Lewczuk Piotr, Matzen Anja, Blennow Kaj, Parnetti Lucilla, Molinuevo Jose Luis, Eusebi Paolo, Kornhuber Johannes, Morris John C, Fagan Anne M
Department of Psychiatry and Psychotherapy, Universitätsklinikum Erlangen, and Friedrich-Alexander-Universität, Erlangen-Nürnberg, Erlangen, Germany.
Department of Neurodegeneration Diagnostics, Medical University of Białystok, and Department of Biochemical Diagnostics, University Hospital of Bialystok, Bialystok, Poland.
J Alzheimers Dis. 2017;55(2):813-822. doi: 10.3233/JAD-160722.
Decreased concentrations of amyloid-β 1-42 (Aβ42) in cerebrospinal fluid (CSF) and increased retention of Aβ tracers in the brain on positron emission tomography (PET) are considered the earliest biomarkers of Alzheimer's disease (AD). However, a proportion of cases show discrepancies between the results of the two biomarker modalities which may reflect inter-individual differences in Aβ metabolism. The CSF Aβ42/40 ratio seems to be a more accurate biomarker of clinical AD than CSF Aβ42 alone.
We tested whether CSF Aβ42 alone or the Aβ42/40 ratio corresponds better with amyloid PET status and analyzed the distribution of cases with discordant CSF-PET results.
CSF obtained from a mixed cohort (n = 200) of cognitively normal and abnormal research participants who had undergone amyloid PET within 12 months (n = 150 PET-negative, n = 50 PET-positive according to a previously published cut-off) was assayed for Aβ42 and Aβ40 using two recently developed immunoassays. Optimal CSF cut-offs for amyloid positivity were calculated, and concordance was tested by comparison of the areas under receiver operating characteristic (ROC) curves (AUC) and McNemar's test for paired proportions.

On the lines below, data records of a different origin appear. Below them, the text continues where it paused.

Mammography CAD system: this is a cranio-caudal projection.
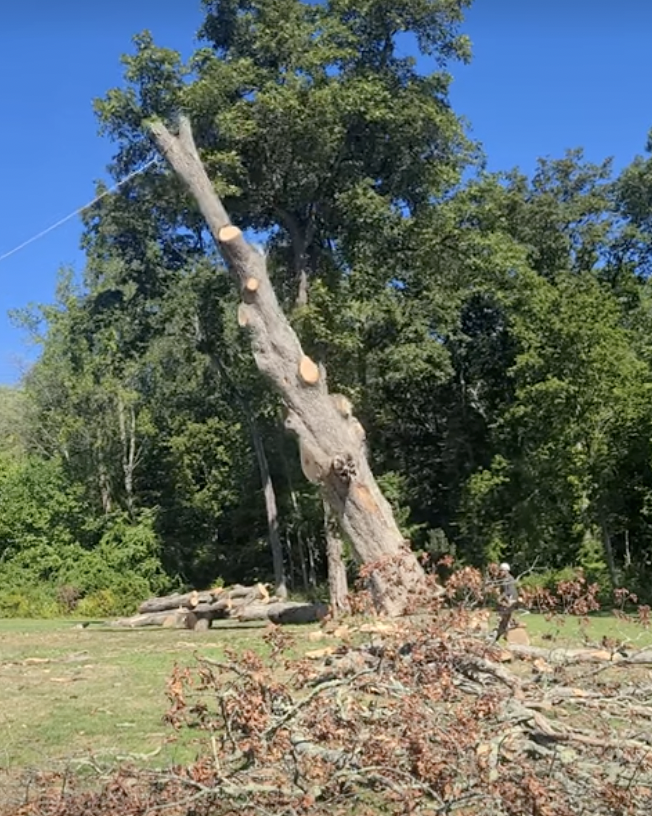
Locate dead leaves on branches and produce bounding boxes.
[12,623,652,816]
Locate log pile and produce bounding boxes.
[111,584,328,630]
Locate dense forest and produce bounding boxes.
[0,0,652,615]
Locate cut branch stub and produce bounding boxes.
[238,303,249,329]
[299,354,319,385]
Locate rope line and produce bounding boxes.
[0,156,160,263]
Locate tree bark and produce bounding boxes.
[324,501,349,618]
[149,117,425,615]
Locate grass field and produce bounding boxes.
[0,615,652,789]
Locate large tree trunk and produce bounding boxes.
[149,118,425,615]
[324,500,349,618]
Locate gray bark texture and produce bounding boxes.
[149,113,425,615]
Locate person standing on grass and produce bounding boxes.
[494,563,518,642]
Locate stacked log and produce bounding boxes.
[112,584,328,630]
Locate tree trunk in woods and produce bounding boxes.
[202,351,288,598]
[324,501,349,618]
[278,208,315,308]
[600,517,618,589]
[118,396,137,515]
[149,117,425,615]
[250,419,288,598]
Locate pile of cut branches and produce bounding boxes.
[8,611,652,816]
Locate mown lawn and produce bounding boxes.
[0,615,652,789]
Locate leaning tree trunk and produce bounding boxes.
[324,500,350,618]
[149,117,425,615]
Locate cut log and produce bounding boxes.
[111,610,176,629]
[138,590,213,614]
[233,601,328,624]
[507,643,652,666]
[147,117,426,615]
[138,584,269,614]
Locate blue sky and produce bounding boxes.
[0,0,652,383]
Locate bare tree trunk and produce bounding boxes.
[324,501,349,618]
[95,428,113,516]
[148,117,425,615]
[625,529,632,569]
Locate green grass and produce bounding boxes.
[0,615,652,788]
[516,613,652,649]
[0,620,280,772]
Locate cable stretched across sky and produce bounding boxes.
[0,156,160,263]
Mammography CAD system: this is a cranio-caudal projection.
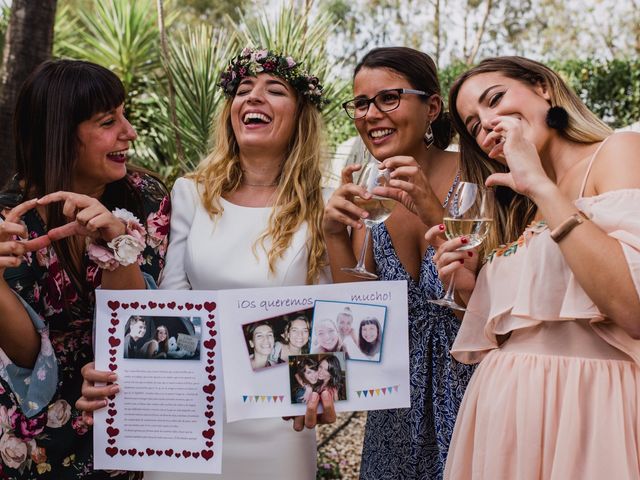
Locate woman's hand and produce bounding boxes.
[0,199,51,278]
[284,390,336,432]
[38,192,126,242]
[322,165,371,235]
[76,362,120,425]
[373,156,443,225]
[480,116,553,198]
[425,224,479,299]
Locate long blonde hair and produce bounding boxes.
[188,96,326,284]
[449,56,612,252]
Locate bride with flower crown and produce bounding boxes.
[78,49,335,480]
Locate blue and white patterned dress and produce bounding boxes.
[360,188,473,480]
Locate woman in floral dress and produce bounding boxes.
[324,47,472,480]
[0,60,170,480]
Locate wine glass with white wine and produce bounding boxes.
[342,146,396,280]
[429,182,495,311]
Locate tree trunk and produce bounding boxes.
[0,0,57,185]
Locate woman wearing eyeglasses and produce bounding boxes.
[323,47,472,479]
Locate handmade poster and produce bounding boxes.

CSF Aβ42/40 corresponded better than Aβ42 with PET results, with a larger proportion of concordant cases (89.4% versus 74.9%, respectively, p < 0.0001) and a larger AUC (0.936 versus 0.814, respectively, p < 0.0001) associated with the ratio. For both CSF biomarkers, the percentage of CSF-abnormal/PET-normal cases was larger than that of CSF-normal/PET-abnormal cases.
The CSF Aβ42/40 ratio is superior to Aβ42 alone as a marker of amyloid-positivity by PET. We hypothesize that this increase in performance reflects the ratio compensating for general between-individual variations in CSF total Aβ.
脑脊液(CSF)中β淀粉样蛋白1-42(Aβ42)浓度降低以及正电子发射断层扫描(PET)显示大脑中Aβ示踪剂滞留增加被认为是阿尔茨海默病(AD)最早的生物标志物。然而,一部分病例在这两种生物标志物检测结果之间存在差异,这可能反映了个体间Aβ代谢的差异。脑脊液Aβ42/40比值似乎比单独的脑脊液Aβ42更能准确地作为临床AD的生物标志物。
我们测试单独的脑脊液Aβ42或Aβ42/40比值是否与淀粉样蛋白PET状态更相符,并分析脑脊液-PET结果不一致的病例分布情况。
从认知正常和异常的研究参与者混合队列(n = 200)中获取脑脊液,这些参与者在12个月内进行了淀粉样蛋白PET检查(根据先前公布的临界值,n = 150 PET阴性,n = 50 PET阳性),使用两种最新开发的免疫测定法检测Aβ42和Aβ40。计算淀粉样蛋白阳性的最佳脑脊液临界值,并通过比较受试者操作特征(ROC)曲线下面积(AUC)和配对比例的McNemar检验来测试一致性。
脑脊液Aβ42/40与PET结果的相符性优于Aβ42,相符病例比例更高(分别为89.4%和74.9%,p < 0.0001),且该比值的AUC更大(分别为0.936和0.814,p < 0.0001)。对于两种脑脊液生物标志物,脑脊液异常/PET正常病例的百分比高于脑脊液正常/PET异常病例。
脑脊液Aβ42/40比值作为PET淀粉样蛋白阳性的标志物优于单独的Aβ42。我们推测这种性能的提高反映了该比值补偿了脑脊液总Aβ个体间的一般差异。